What Will the Netherlands New Online Gambling Law Entail?
According to industry insiders, the law is designed to allow foreign operators to apply for a Dutch gambling license. This will bring all online gambling activity within the regulated sphere. In the summer of 2017, the Dutch Lower House finally passed the Online Gambling Bill. It is still waiting for Senate approval, but most House Representatives were in favour of the bill.
Multiple amendments have taken place over the years, and thanks to EU intervention, the bill’s passage was expedited through the parliament. While it stalled for some time, the Dutch Senate is expected to pick up the cudgels and move it through swiftly. Unfortunately, gambling legislation hit a brick wall after the Dutch election (March 15, 2017) since it took over six months to form a government. Today, the 4-party coalition government is headed by PM Rutte.
The DGA (Dutch Gaming Authority) is intent on implementing restrictions on unregulated online gambling activity. It has been hard at work crafting policies and procedures, and detailed rules to punish foreign operators attempting to solicit Dutch players. Additionally, the online gambling legislation has tightened the screws on online gaming affiliates who promote online casino games to players in the Netherlands. Fines of up to €820,000 are levied on foreign online gaming operators providing gambling services to Dutch players. One of the world’s leading online casinos, 888 casino ceased operations in the Netherlands owing to these regulatory constraints. Recently, the 4-party coalition government unveiled their policy program regarding a broad range of issues, online gambling among them.

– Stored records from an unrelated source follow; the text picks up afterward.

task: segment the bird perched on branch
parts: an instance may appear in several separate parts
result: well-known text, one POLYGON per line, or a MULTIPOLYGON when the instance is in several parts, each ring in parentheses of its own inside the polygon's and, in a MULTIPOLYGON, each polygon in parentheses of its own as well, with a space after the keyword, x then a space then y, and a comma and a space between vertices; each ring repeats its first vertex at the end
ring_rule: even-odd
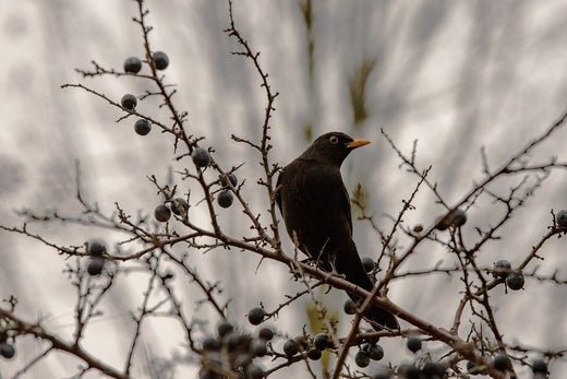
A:
MULTIPOLYGON (((323 134, 284 167, 276 185, 276 201, 298 248, 323 270, 336 271, 366 291, 373 283, 352 240, 350 199, 340 166, 350 152, 369 143, 340 132, 323 134)), ((381 307, 370 307, 364 317, 377 330, 399 328, 394 315, 381 307)))

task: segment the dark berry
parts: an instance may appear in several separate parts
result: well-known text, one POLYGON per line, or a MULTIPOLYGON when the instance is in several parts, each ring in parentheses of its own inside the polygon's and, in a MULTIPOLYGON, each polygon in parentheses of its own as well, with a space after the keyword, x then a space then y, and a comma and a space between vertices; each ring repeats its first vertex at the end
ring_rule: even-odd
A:
POLYGON ((331 344, 330 337, 325 333, 319 333, 313 339, 313 345, 319 351, 324 351, 331 344))
POLYGON ((498 371, 506 371, 511 366, 511 363, 506 354, 498 354, 492 359, 492 365, 498 371))
POLYGON ((195 147, 193 150, 193 153, 191 154, 191 157, 193 158, 193 163, 197 167, 205 167, 210 162, 210 156, 208 155, 208 152, 203 147, 195 147))
POLYGON ((370 365, 370 356, 363 351, 358 351, 354 355, 354 363, 357 366, 364 368, 370 365))
POLYGON ((264 309, 258 307, 252 308, 248 313, 249 322, 253 325, 257 325, 264 321, 264 316, 266 316, 264 309))
POLYGON ((524 279, 521 272, 512 272, 506 277, 506 284, 508 288, 512 291, 519 291, 523 288, 524 279))
POLYGON ((377 372, 374 372, 370 376, 371 379, 390 379, 391 375, 386 369, 381 369, 377 372))
POLYGON ((154 64, 156 64, 156 69, 165 70, 169 66, 169 57, 164 51, 156 51, 152 56, 154 59, 154 64))
POLYGON ((181 216, 189 211, 189 203, 183 198, 176 198, 171 201, 171 211, 177 214, 178 216, 181 216))
POLYGON ((11 343, 0 343, 0 355, 7 359, 13 358, 15 355, 15 347, 11 343))
POLYGON ((511 264, 505 259, 494 263, 494 274, 498 277, 506 277, 511 271, 511 264))
POLYGON ((232 193, 229 190, 222 190, 218 194, 217 201, 221 208, 229 208, 232 205, 232 193))
POLYGON ((165 223, 171 217, 171 211, 165 204, 157 205, 154 210, 154 217, 160 223, 165 223))
POLYGON ((342 309, 347 315, 354 315, 357 312, 357 304, 351 299, 347 299, 347 301, 345 301, 345 306, 342 306, 342 309))
POLYGON ((370 345, 366 350, 372 360, 381 360, 384 358, 384 348, 381 345, 370 345))
POLYGON ((459 226, 465 225, 466 222, 467 222, 467 213, 465 213, 463 210, 457 209, 457 210, 453 211, 453 213, 450 215, 450 223, 453 226, 459 227, 459 226))
POLYGON ((318 348, 312 348, 307 352, 307 358, 311 360, 319 360, 323 353, 318 348))
POLYGON ((98 276, 102 273, 102 269, 105 268, 105 259, 99 256, 92 257, 88 260, 88 265, 86 267, 86 272, 88 272, 92 276, 98 276))
POLYGON ((256 365, 250 364, 244 369, 246 379, 262 379, 264 378, 264 371, 256 365))
POLYGON ((450 217, 448 215, 438 217, 435 221, 435 228, 437 230, 446 230, 449 226, 450 226, 450 217))
POLYGON ((234 330, 234 327, 227 320, 222 320, 217 325, 217 332, 219 336, 225 336, 228 333, 232 332, 234 330))
POLYGON ((543 359, 533 359, 532 362, 533 374, 547 374, 547 363, 543 359))
POLYGON ((88 253, 91 256, 102 256, 106 252, 106 246, 102 242, 93 240, 88 242, 88 253))
POLYGON ((567 210, 559 211, 555 221, 558 227, 567 227, 567 210))
POLYGON ((291 358, 293 355, 298 354, 298 352, 299 346, 295 340, 288 340, 284 343, 284 354, 286 354, 288 358, 291 358))
POLYGON ((125 94, 124 96, 122 96, 120 104, 122 104, 122 106, 129 110, 134 110, 134 108, 137 105, 136 96, 132 94, 125 94))
POLYGON ((260 331, 258 331, 258 337, 264 340, 264 341, 269 341, 274 337, 274 330, 272 328, 262 328, 260 331))
POLYGON ((142 70, 142 61, 137 57, 126 58, 124 61, 124 71, 131 73, 138 73, 142 70))
MULTIPOLYGON (((228 180, 230 180, 230 183, 232 185, 232 187, 237 187, 238 185, 238 178, 234 174, 228 174, 228 180)), ((228 187, 228 183, 227 183, 227 180, 225 180, 225 177, 221 175, 219 177, 219 181, 220 181, 220 186, 222 187, 228 187)))
POLYGON ((263 357, 268 354, 268 346, 264 340, 254 340, 252 342, 252 353, 257 357, 263 357))
POLYGON ((202 367, 198 371, 198 379, 224 379, 224 377, 220 374, 213 371, 212 369, 202 367))
POLYGON ((220 341, 213 336, 207 336, 203 341, 203 350, 208 352, 215 352, 220 348, 220 341))
POLYGON ((370 257, 362 258, 362 265, 364 267, 364 271, 372 272, 374 270, 374 260, 370 257))
POLYGON ((483 375, 485 370, 483 367, 476 366, 474 362, 469 360, 467 362, 467 371, 471 375, 483 375))
POLYGON ((134 123, 134 131, 140 135, 146 135, 150 130, 152 123, 144 118, 141 118, 134 123))
POLYGON ((418 353, 421 350, 421 340, 417 336, 409 337, 406 344, 412 353, 418 353))

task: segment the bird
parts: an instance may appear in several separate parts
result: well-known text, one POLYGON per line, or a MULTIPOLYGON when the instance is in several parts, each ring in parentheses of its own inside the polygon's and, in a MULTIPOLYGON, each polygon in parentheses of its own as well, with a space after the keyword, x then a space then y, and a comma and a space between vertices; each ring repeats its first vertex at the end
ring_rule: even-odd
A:
MULTIPOLYGON (((350 198, 340 167, 353 150, 369 143, 342 132, 325 133, 285 166, 276 182, 276 203, 297 248, 321 269, 365 291, 374 284, 352 240, 350 198)), ((375 330, 399 329, 396 317, 382 307, 371 306, 363 316, 375 330)))

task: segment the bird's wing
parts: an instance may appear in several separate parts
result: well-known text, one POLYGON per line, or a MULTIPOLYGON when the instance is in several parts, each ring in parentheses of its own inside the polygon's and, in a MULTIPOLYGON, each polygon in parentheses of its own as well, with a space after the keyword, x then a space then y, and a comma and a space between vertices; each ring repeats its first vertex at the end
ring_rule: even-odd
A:
POLYGON ((342 209, 345 210, 345 214, 347 215, 347 220, 349 222, 350 235, 352 236, 352 215, 350 213, 350 197, 349 191, 345 185, 342 185, 342 200, 341 200, 342 209))

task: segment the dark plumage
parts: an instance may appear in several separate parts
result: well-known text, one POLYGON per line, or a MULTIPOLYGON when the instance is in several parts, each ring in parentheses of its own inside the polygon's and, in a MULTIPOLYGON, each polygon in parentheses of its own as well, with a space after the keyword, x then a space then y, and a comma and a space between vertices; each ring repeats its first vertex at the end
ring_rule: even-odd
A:
MULTIPOLYGON (((288 234, 301 251, 322 269, 334 268, 349 282, 371 291, 373 283, 352 240, 350 199, 340 175, 350 152, 367 143, 340 132, 321 135, 280 173, 276 200, 288 234)), ((399 328, 397 319, 379 307, 370 308, 365 317, 376 329, 399 328)))

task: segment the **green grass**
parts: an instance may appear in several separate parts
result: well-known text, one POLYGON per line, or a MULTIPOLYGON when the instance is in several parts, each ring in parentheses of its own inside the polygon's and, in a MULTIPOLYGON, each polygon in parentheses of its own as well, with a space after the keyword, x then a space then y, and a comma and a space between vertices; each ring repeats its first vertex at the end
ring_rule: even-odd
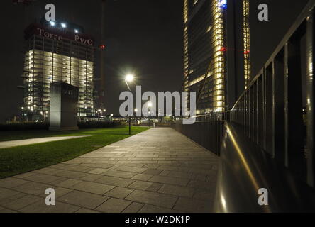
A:
MULTIPOLYGON (((148 128, 132 127, 131 135, 148 128)), ((16 139, 65 135, 90 136, 0 149, 0 179, 65 162, 130 136, 128 127, 126 126, 62 133, 38 131, 33 131, 31 135, 25 134, 27 133, 26 131, 14 133, 16 139)))

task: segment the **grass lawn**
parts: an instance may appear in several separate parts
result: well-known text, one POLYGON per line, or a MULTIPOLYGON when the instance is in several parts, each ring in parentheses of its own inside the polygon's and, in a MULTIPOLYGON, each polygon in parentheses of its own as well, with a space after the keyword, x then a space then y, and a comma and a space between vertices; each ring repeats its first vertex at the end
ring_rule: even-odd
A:
MULTIPOLYGON (((148 128, 133 126, 131 133, 136 135, 148 128)), ((70 160, 128 138, 130 136, 128 131, 127 126, 119 126, 68 132, 34 131, 31 135, 27 134, 28 131, 12 132, 14 138, 18 140, 48 136, 90 136, 0 149, 0 179, 70 160)), ((10 135, 6 137, 9 138, 11 138, 10 135)))

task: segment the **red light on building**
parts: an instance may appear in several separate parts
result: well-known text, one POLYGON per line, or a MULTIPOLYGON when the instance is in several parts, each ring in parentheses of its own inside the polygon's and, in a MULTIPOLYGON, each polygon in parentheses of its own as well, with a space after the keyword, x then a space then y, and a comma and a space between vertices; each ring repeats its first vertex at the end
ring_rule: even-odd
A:
POLYGON ((222 47, 220 50, 219 50, 219 51, 225 52, 225 51, 226 51, 226 48, 224 47, 222 47))

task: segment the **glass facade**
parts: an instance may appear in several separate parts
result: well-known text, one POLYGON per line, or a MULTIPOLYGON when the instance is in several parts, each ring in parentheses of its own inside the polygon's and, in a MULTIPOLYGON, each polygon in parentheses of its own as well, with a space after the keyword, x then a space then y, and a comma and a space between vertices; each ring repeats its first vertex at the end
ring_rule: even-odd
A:
POLYGON ((242 82, 245 77, 245 86, 249 83, 249 0, 239 3, 226 0, 184 0, 182 89, 196 92, 197 114, 226 111, 230 106, 228 101, 234 102, 235 94, 232 93, 238 89, 236 81, 241 81, 241 76, 242 82), (230 28, 232 32, 228 30, 230 28), (240 35, 236 34, 238 31, 240 35), (227 37, 228 33, 231 36, 227 37), (240 57, 243 59, 236 59, 240 57), (238 68, 241 68, 242 72, 236 71, 233 64, 241 62, 243 65, 238 68), (231 92, 229 96, 228 90, 231 92))
POLYGON ((244 80, 245 89, 250 82, 249 0, 243 0, 243 35, 244 43, 244 80))
POLYGON ((26 42, 23 70, 23 109, 29 121, 49 116, 50 84, 63 81, 79 90, 78 116, 94 113, 93 47, 74 40, 58 40, 38 35, 26 42))
POLYGON ((201 90, 197 114, 226 109, 226 6, 219 0, 184 0, 184 90, 201 90))

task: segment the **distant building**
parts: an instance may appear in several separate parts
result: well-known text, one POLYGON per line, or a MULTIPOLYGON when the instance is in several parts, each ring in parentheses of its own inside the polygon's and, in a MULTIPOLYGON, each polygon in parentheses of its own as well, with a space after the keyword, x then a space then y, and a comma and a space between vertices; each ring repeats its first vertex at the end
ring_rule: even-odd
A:
POLYGON ((25 30, 23 70, 24 118, 48 119, 50 84, 63 81, 79 90, 78 116, 94 113, 94 39, 79 26, 63 21, 42 21, 25 30))
POLYGON ((229 109, 248 84, 248 0, 184 0, 183 90, 197 114, 229 109))

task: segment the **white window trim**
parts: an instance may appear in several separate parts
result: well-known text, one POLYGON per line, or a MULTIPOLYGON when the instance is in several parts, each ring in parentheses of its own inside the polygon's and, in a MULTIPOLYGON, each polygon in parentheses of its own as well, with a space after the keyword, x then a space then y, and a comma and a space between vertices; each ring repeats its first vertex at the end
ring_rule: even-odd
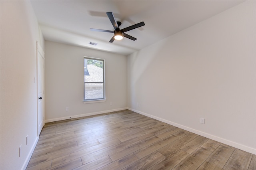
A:
POLYGON ((105 81, 105 75, 106 75, 106 70, 105 70, 105 60, 104 59, 98 58, 94 58, 94 57, 87 57, 86 56, 84 56, 83 57, 84 60, 84 58, 89 58, 91 59, 98 59, 100 60, 103 60, 104 65, 103 66, 104 67, 104 75, 103 75, 103 79, 104 79, 104 99, 92 99, 89 100, 84 100, 84 99, 83 103, 84 104, 88 104, 88 103, 100 103, 100 102, 105 102, 106 101, 106 81, 105 81))
POLYGON ((95 100, 89 100, 84 101, 84 104, 94 103, 95 103, 105 102, 106 101, 106 99, 98 99, 95 100))

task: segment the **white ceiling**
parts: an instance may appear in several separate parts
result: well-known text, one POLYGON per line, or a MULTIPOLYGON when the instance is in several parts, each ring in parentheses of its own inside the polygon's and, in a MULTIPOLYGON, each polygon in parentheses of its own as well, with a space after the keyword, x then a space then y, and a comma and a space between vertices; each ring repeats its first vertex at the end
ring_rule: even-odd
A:
POLYGON ((238 0, 32 0, 44 39, 127 55, 211 17, 244 1, 238 0), (144 21, 145 25, 108 42, 114 30, 106 12, 112 12, 120 29, 144 21), (90 42, 98 43, 96 46, 90 42))

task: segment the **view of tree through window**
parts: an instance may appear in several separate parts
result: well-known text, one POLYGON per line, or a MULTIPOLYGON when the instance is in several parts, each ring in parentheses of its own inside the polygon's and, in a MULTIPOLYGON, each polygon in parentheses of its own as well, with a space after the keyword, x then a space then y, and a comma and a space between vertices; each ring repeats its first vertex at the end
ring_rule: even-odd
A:
POLYGON ((105 99, 104 60, 84 58, 84 101, 105 99))

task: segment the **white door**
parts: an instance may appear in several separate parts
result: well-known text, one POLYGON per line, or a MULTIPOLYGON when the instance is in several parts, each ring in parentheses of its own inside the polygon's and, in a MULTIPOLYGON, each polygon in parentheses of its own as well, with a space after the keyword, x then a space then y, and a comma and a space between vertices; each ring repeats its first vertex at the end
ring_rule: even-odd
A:
POLYGON ((44 53, 38 42, 37 55, 37 136, 44 125, 44 53))

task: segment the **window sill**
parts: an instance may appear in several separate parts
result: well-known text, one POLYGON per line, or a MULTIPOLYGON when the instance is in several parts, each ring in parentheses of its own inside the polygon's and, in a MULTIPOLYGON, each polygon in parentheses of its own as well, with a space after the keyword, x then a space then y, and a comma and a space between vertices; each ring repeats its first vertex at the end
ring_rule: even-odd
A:
POLYGON ((105 101, 106 101, 105 99, 100 99, 100 100, 89 100, 89 101, 84 101, 84 104, 93 103, 94 103, 105 102, 105 101))

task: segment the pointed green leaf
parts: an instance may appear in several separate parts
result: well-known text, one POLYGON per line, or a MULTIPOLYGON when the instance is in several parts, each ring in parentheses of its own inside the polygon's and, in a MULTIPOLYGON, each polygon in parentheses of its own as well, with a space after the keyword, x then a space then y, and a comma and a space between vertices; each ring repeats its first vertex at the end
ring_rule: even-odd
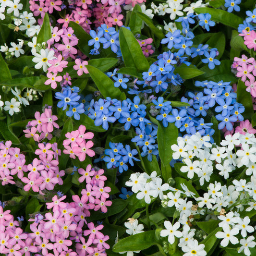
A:
POLYGON ((246 90, 246 86, 244 85, 244 83, 239 80, 237 83, 237 101, 239 103, 242 103, 244 106, 244 112, 243 113, 243 116, 244 119, 250 120, 254 114, 254 111, 252 101, 252 96, 251 94, 246 90))
POLYGON ((121 91, 114 86, 114 82, 107 75, 92 66, 86 65, 86 67, 91 77, 104 98, 120 98, 121 91))
POLYGON ((171 146, 177 144, 178 128, 174 123, 169 123, 164 127, 161 123, 158 122, 158 151, 162 168, 162 175, 166 182, 171 177, 171 169, 170 162, 172 159, 172 150, 171 146))
POLYGON ((135 68, 139 73, 147 71, 149 65, 133 33, 129 29, 121 27, 119 30, 119 40, 125 66, 135 68))
POLYGON ((140 29, 142 25, 143 21, 136 13, 137 12, 141 12, 141 8, 138 4, 134 7, 128 25, 134 35, 140 34, 140 29))
MULTIPOLYGON (((10 72, 7 64, 3 59, 1 54, 0 53, 0 83, 4 81, 12 80, 12 75, 10 72)), ((2 84, 1 84, 1 85, 2 84)))
POLYGON ((113 251, 116 253, 139 251, 146 249, 156 243, 155 231, 151 230, 123 238, 113 246, 113 251))
POLYGON ((156 35, 156 37, 159 39, 164 38, 164 35, 163 32, 158 28, 156 27, 153 24, 152 20, 146 15, 142 12, 137 12, 138 16, 148 26, 152 32, 156 35))
POLYGON ((179 74, 183 79, 189 79, 195 76, 203 74, 204 72, 197 69, 196 68, 192 68, 191 65, 189 67, 178 67, 174 70, 175 74, 179 74))
POLYGON ((47 42, 51 38, 50 20, 48 14, 46 13, 44 17, 44 21, 40 29, 37 39, 37 44, 41 44, 43 42, 47 42))
POLYGON ((239 24, 243 24, 243 22, 242 18, 223 10, 209 7, 200 7, 195 8, 194 11, 196 13, 198 14, 209 13, 211 15, 211 20, 220 22, 236 29, 238 27, 239 24))
POLYGON ((78 38, 77 46, 83 53, 87 56, 90 54, 90 47, 88 42, 92 37, 78 24, 73 21, 70 21, 69 26, 74 30, 74 34, 78 38))

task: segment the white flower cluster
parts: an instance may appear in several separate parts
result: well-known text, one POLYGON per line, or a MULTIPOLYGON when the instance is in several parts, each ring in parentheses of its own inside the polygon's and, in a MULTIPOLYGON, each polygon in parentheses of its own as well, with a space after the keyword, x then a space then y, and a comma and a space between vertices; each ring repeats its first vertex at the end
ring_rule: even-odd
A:
POLYGON ((196 174, 203 185, 216 171, 227 179, 233 170, 243 166, 247 175, 256 178, 256 138, 253 134, 228 135, 220 143, 222 146, 211 145, 208 142, 209 139, 197 133, 185 138, 179 137, 178 145, 171 146, 173 158, 183 158, 185 165, 180 171, 186 172, 188 178, 192 179, 196 174), (238 146, 240 149, 237 150, 238 146))

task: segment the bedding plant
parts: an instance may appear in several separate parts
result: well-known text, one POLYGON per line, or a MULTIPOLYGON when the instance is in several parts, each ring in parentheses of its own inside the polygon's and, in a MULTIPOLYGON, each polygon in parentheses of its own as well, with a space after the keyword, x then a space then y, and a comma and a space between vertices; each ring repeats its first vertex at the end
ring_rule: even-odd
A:
POLYGON ((0 0, 0 254, 256 255, 256 3, 0 0))

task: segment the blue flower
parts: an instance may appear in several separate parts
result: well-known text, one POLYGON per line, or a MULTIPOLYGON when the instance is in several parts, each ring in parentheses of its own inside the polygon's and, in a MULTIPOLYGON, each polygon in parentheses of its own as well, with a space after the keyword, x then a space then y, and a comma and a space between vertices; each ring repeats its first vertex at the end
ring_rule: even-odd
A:
POLYGON ((108 130, 109 129, 109 123, 114 122, 116 121, 115 117, 112 116, 112 112, 110 112, 106 115, 103 113, 100 117, 97 118, 94 121, 94 124, 96 126, 102 125, 102 128, 105 130, 108 130))
POLYGON ((163 38, 161 41, 161 44, 168 43, 167 47, 170 50, 172 48, 174 44, 178 44, 181 42, 181 38, 183 36, 181 36, 181 31, 179 29, 177 29, 173 33, 171 32, 168 33, 165 36, 167 38, 163 38))
POLYGON ((233 10, 236 12, 240 12, 240 7, 237 5, 241 2, 241 0, 225 0, 225 4, 224 5, 226 8, 228 8, 229 12, 232 12, 233 10))
POLYGON ((117 77, 112 76, 112 78, 116 81, 114 83, 114 86, 115 87, 118 87, 121 85, 121 87, 123 88, 123 89, 126 89, 127 88, 127 85, 125 83, 127 83, 129 81, 129 78, 123 78, 122 74, 117 74, 117 77))
POLYGON ((117 161, 118 161, 121 158, 121 156, 118 155, 115 156, 113 152, 110 153, 110 156, 106 156, 103 160, 105 162, 108 162, 107 164, 107 168, 108 169, 112 168, 114 166, 115 166, 117 161))
POLYGON ((256 9, 255 9, 252 12, 250 11, 247 11, 245 13, 248 16, 245 19, 246 22, 253 22, 254 23, 256 23, 256 9))
POLYGON ((77 93, 73 93, 71 90, 65 90, 62 93, 57 92, 55 93, 55 98, 61 101, 57 105, 58 108, 62 108, 63 110, 67 108, 68 105, 77 106, 79 103, 77 102, 80 98, 77 93))
POLYGON ((207 31, 210 31, 209 26, 213 26, 215 25, 214 21, 210 20, 211 15, 209 13, 200 13, 198 16, 199 19, 199 25, 202 26, 205 26, 205 29, 207 31))
POLYGON ((69 110, 67 111, 66 114, 70 117, 74 116, 74 118, 76 120, 80 120, 80 114, 82 114, 85 112, 85 109, 84 108, 84 104, 80 103, 77 106, 70 106, 69 110))
POLYGON ((127 191, 127 190, 125 187, 122 187, 121 188, 121 192, 122 194, 121 194, 119 196, 123 200, 127 199, 134 194, 132 191, 127 191))
POLYGON ((213 69, 215 65, 220 65, 220 61, 219 60, 214 59, 216 56, 216 52, 215 50, 211 51, 210 53, 207 51, 205 51, 205 56, 207 59, 203 59, 202 60, 203 63, 208 63, 208 66, 210 69, 213 69))
POLYGON ((131 150, 129 145, 125 145, 125 148, 122 148, 121 150, 122 154, 123 155, 123 159, 124 161, 128 160, 129 164, 133 166, 134 165, 133 160, 139 161, 139 160, 134 157, 138 154, 138 151, 136 149, 131 150))
POLYGON ((102 30, 99 31, 97 35, 96 32, 92 29, 90 31, 90 36, 93 39, 88 41, 88 45, 94 45, 95 49, 98 49, 99 48, 99 43, 104 44, 107 42, 107 39, 102 37, 103 36, 103 31, 102 30))

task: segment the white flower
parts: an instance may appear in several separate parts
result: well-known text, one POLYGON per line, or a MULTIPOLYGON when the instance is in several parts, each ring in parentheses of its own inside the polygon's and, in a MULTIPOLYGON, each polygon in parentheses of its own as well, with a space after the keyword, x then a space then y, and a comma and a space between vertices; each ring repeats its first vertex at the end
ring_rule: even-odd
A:
POLYGON ((128 229, 126 230, 126 233, 129 235, 135 235, 135 234, 144 232, 143 230, 144 228, 143 224, 139 224, 138 225, 137 219, 135 219, 133 222, 124 222, 124 226, 128 229))
POLYGON ((256 245, 256 243, 253 240, 254 240, 254 237, 252 235, 248 237, 246 240, 244 238, 241 239, 240 240, 240 244, 243 246, 238 250, 238 253, 240 253, 244 250, 244 253, 246 256, 251 255, 251 252, 248 247, 254 248, 255 245, 256 245))
POLYGON ((239 139, 240 134, 239 133, 236 133, 234 135, 229 134, 226 136, 225 140, 222 140, 220 142, 220 145, 222 146, 228 146, 229 150, 232 150, 234 149, 234 146, 238 146, 240 144, 239 139))
POLYGON ((35 66, 35 68, 39 69, 43 67, 43 71, 46 72, 48 67, 51 65, 48 61, 56 59, 56 57, 54 57, 54 50, 49 50, 49 49, 41 49, 40 54, 37 53, 35 53, 34 55, 36 57, 32 59, 33 62, 37 63, 35 66))
POLYGON ((7 13, 11 13, 13 12, 13 14, 16 17, 19 17, 20 15, 19 10, 22 10, 23 4, 19 3, 20 0, 13 0, 13 1, 9 1, 6 3, 6 5, 10 7, 7 9, 7 13))
POLYGON ((152 188, 148 194, 153 197, 156 198, 159 195, 160 199, 163 199, 163 191, 166 191, 169 188, 169 184, 165 183, 162 185, 162 179, 157 178, 156 182, 151 181, 149 185, 152 188))
MULTIPOLYGON (((2 98, 2 96, 0 95, 0 99, 2 98)), ((2 101, 1 100, 0 100, 0 107, 1 109, 2 108, 2 107, 3 106, 3 101, 2 101)))
POLYGON ((180 226, 181 225, 178 221, 174 223, 172 226, 170 221, 165 220, 164 225, 167 229, 161 230, 160 232, 160 235, 162 237, 168 236, 168 242, 171 244, 174 243, 174 236, 179 238, 182 236, 182 233, 180 231, 177 230, 180 228, 180 226))
POLYGON ((239 232, 239 230, 236 228, 230 229, 229 225, 225 223, 222 227, 224 232, 219 231, 215 235, 217 238, 221 239, 223 238, 220 242, 220 245, 226 247, 229 244, 229 242, 233 244, 238 243, 238 239, 234 236, 239 232))
POLYGON ((206 256, 207 252, 204 250, 205 246, 204 244, 198 244, 196 239, 190 240, 187 245, 182 247, 182 250, 186 253, 183 256, 206 256))
POLYGON ((187 165, 182 166, 181 171, 182 172, 187 172, 187 176, 189 179, 192 179, 194 173, 198 173, 201 169, 198 167, 200 162, 198 160, 194 161, 193 162, 189 158, 185 158, 183 161, 187 165))
POLYGON ((37 37, 34 37, 32 38, 32 41, 28 42, 27 43, 27 45, 32 48, 31 52, 33 55, 37 52, 37 49, 36 49, 36 47, 37 47, 37 37))
POLYGON ((176 15, 183 16, 183 12, 180 10, 182 10, 183 5, 179 3, 176 3, 173 2, 169 2, 169 7, 171 10, 170 11, 170 18, 171 20, 175 20, 176 15))
POLYGON ((143 173, 136 172, 131 174, 130 180, 125 183, 125 185, 128 187, 132 187, 132 191, 134 193, 137 193, 139 189, 143 187, 146 181, 143 173))
POLYGON ((12 90, 12 89, 11 89, 11 90, 12 94, 18 98, 18 99, 19 100, 19 101, 21 103, 21 104, 23 104, 25 106, 26 105, 29 105, 29 103, 28 102, 27 100, 22 97, 21 90, 19 90, 19 89, 18 89, 17 87, 15 87, 15 91, 14 90, 12 90))
POLYGON ((145 202, 147 204, 150 204, 151 201, 150 196, 149 195, 149 192, 150 191, 151 188, 149 183, 146 183, 144 187, 141 188, 140 192, 139 192, 136 195, 136 197, 138 199, 142 199, 144 198, 145 202))
POLYGON ((19 112, 20 109, 19 107, 21 103, 19 101, 16 101, 15 98, 12 98, 11 99, 11 102, 6 101, 4 102, 5 106, 3 109, 5 110, 9 110, 9 114, 12 116, 14 112, 19 112))
POLYGON ((256 147, 252 146, 249 148, 249 145, 245 143, 242 145, 243 150, 239 149, 236 152, 236 155, 242 158, 241 162, 244 165, 249 163, 250 160, 253 163, 256 162, 256 156, 254 154, 256 152, 256 147))
POLYGON ((208 194, 209 195, 211 195, 213 198, 216 198, 222 195, 222 193, 219 191, 221 190, 221 185, 220 183, 217 183, 217 182, 215 182, 215 184, 212 183, 209 184, 208 194))
POLYGON ((8 51, 8 50, 9 48, 6 44, 4 44, 4 45, 1 45, 0 48, 0 51, 2 52, 6 52, 7 51, 8 51))
POLYGON ((203 197, 198 197, 196 198, 196 200, 197 201, 201 201, 201 202, 198 203, 198 206, 201 208, 203 208, 205 205, 208 209, 211 209, 212 208, 212 204, 215 203, 215 199, 209 198, 209 194, 208 193, 204 193, 203 197))
POLYGON ((24 93, 24 97, 26 97, 28 100, 32 100, 33 99, 32 93, 32 89, 28 89, 28 88, 27 88, 27 92, 24 93))
POLYGON ((164 20, 164 29, 169 32, 173 33, 175 30, 177 30, 176 24, 174 22, 169 22, 168 24, 164 20))
POLYGON ((24 54, 24 50, 22 49, 22 46, 19 44, 16 44, 15 43, 11 43, 11 45, 12 47, 9 49, 9 52, 14 52, 15 57, 18 58, 20 57, 21 53, 24 54))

Analysts were able to uncover an important provision in the recent online gaming proposals, notably that operators must have a physical presence in the Netherlands. Holland Casino likely pushed this measure to ensure that it will have a monopoly over the online gambling industry. It is unclear whether foreign-based operators must set up an office in the Netherlands or have their servers physically present in the country. Only then will they be allowed to apply for an online casino license. It may transpire that the US-based model whereby land-based casinos partner with software providers to offer online gaming to legal-age players in the country.
The Latest Update
Kansspelautoriteit (DGA) CEO Marja Appelman recently penned a letter to gambling regulators from around the world to focus Dutch attention on how best to deal with unregulated online casino activity. Several distinctions were drawn between unregulated, illegal, and unlicensed online casinos. As it stands, online gambling is illegal in the Netherlands, but the current bill seeks to change that. The DGA has issued warnings that casinos regulated by other regulatory authorities could be fined if they offer their services to Dutch players. The new regulations will ban all foreign iGaming operators from offering their services to Dutch players or using Dutch symbols when advertising their iGaming products. The agency has also instructed all gambling companies to block Dutch IP addresses and prevent Dutch players from registering on their platforms. The proposed legislation will see Kansspelautoriteit being able to issue gambling licenses to foreign operators in a socially responsible fashion.